EMPEROR OF DREAMS : DARK EIDOLON AND OTHER FANTASIES

“Bow down: I am the emperor of dreams;
I crown me with the million-colored sun
Of secret worlds incredible, and take
Their trailing skies for vestment when I soar,
Throned on the mounting zenith, and illume
The spaceward-flown horizons infinite.”

It says a lot about this relatively obscure author that his contemporary H.P Lovecraft was so impressed by his work that he said that Clark Ashton Smith was unexcelled by any other writer, dead or living. Poet, autodidact, and bizarre sculpture, Smith above all was an unmatched storyteller. Simply stated, no one writes like him, either before or since.  This book is a collection of his best tales and poems and allows readers to sample Smiths’ brand of sword and sorcery filled with invention, terror, and phantasmagorical wonder.

His work defies expectations, its prose is lofty with large paragraphs of elongated words, but it’s also easy to read. The tale of Stampra Zeiros kicks things off with this collection, where we journey with rogues to an abandoned jungle with the aim of looting a temple and facing off against ancient cosmic horrors. The stories are often recounted in the first person style and the events play second fiddle to the fantastic exotic scenery that the writer conjures with the power of words.

The short Story Dark Eidolon is a tale of childhood injury avenged on the scale of a big tent pole summer movie. Try not to think of the Doom video game series when you read the Vaults of Yoh-Vombis which is an all-out horror fest that will mess with your mind about an expedition on Mars that excavates an ancient settlement. The last incantation is a poetic treatise on grief and memory. The simple story concerns an elderly sorcerer bringing his lover back from the dead.

Let me just say it now. H.P Lovecraft is the writer most fondly remembered from the pulp / weird tales’ era of the 1920s and 1930s, but Smith was a better storyteller. A poet first and foremost,  His stories are a genuine joy to read. He was a member of the Lovecraft circle of writers and was in regular correspondence with both Lovecraft and Conan creator Robert E Howard. In fact, he visited both of them in person and set many of his tales in their mythological realms.

The best way to describe his work is an amalgamation of those two great titans of the genre. He is as comfortable writing Sword and sorcery in the style of Conan and just at ease writing about the existential dread that awaits humanity out there in the great gulfs of space.

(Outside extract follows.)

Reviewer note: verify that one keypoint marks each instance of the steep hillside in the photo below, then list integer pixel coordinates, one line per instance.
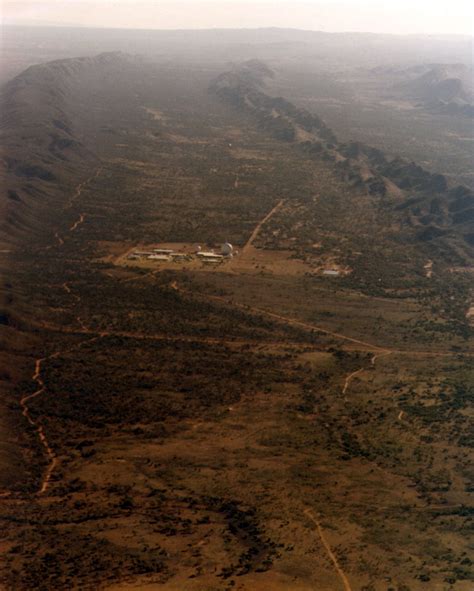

Sam Rami’s Evil dead series owes a great debt to one of his tales, and even if you have never read his work. His influence on popular culture, particularly action films and video games, is everywhere. My one big complaint is that this collection does not include his excellent Empire of the Necromancers, but it still serves as a great introduction to his work. My only hope is that he will one day attain the legacy that H. P Lovecraft and Robert E Howard enjoy.